Reputation: 2266
I have issue with my logstash s3 iinput. The last messages I see in my kibana iinterface is from several days earlier In fact I have an AWS elb with logs enable. I've tested from command line and I can see that logsstash is continuously processing inputs, and never outputs. In the elb s3 bucket there is one folder per day/per month/per year and each folder contains several log files and with a total size of arround 60GB.
It was working fine at the begining, but as logs grow, it become slow, and now I'm seeing my logs in the outpiut size. Logstah is keeping doing input task, filter, and never output logs.

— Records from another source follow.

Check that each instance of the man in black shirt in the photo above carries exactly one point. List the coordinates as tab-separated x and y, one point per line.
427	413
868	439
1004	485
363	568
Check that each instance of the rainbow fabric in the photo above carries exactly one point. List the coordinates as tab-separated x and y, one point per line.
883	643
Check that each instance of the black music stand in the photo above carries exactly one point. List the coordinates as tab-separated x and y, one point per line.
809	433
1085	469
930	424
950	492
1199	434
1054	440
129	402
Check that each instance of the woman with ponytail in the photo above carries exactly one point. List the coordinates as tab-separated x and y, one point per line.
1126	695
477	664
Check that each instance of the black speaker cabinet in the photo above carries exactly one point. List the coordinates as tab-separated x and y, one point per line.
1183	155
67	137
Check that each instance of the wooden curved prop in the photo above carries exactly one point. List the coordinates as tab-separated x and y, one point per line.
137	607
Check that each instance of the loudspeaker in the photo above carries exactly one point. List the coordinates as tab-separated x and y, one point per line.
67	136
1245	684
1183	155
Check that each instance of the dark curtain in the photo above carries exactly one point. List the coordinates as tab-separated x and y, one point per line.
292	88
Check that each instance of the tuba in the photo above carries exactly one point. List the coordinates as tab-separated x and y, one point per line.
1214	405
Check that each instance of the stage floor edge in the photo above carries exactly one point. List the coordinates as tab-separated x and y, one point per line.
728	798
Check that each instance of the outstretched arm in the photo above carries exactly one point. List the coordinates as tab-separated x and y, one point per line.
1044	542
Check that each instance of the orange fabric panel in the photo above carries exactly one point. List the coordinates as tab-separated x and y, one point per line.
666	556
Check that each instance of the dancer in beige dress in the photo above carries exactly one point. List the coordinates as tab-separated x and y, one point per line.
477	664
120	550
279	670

I created a dedicated configuration file for test with only s3 as input, and test in a dedicated machine from command line :
/opt/logstash/bin/logstash agent -f /tmp/s3.conf --debug 2>&1 | tee /tmp/logstash.log
```
the s3.conf file :
```
admin@ip-10-3-27-129:~$ cat /tmp/s3.conf
# !!!!!!!!!!!!!!!!!!!!!!!!!!!!!!!!!!!!!!!!!!!!!!!!!!
# !!!!!!!!! This file is managed by SALT !!!!!!!!!
# !!!!!!!!! All changes will be lost !!!!!!!!!
# !!!!!!!!! DO NOT EDIT MANUALLY ! !!!!!!!!!
# !!!!!!!!!!!!!!!!!!!!!!!!!!!!!!!!!!!!!!!!!!!!!!!!!!
#--[ INPUT ]----------------------------------------------------------------
input
{
# Logs ELB API
s3
{
bucket => "s3.prod.elb.logs.eu-west-1.mydomain"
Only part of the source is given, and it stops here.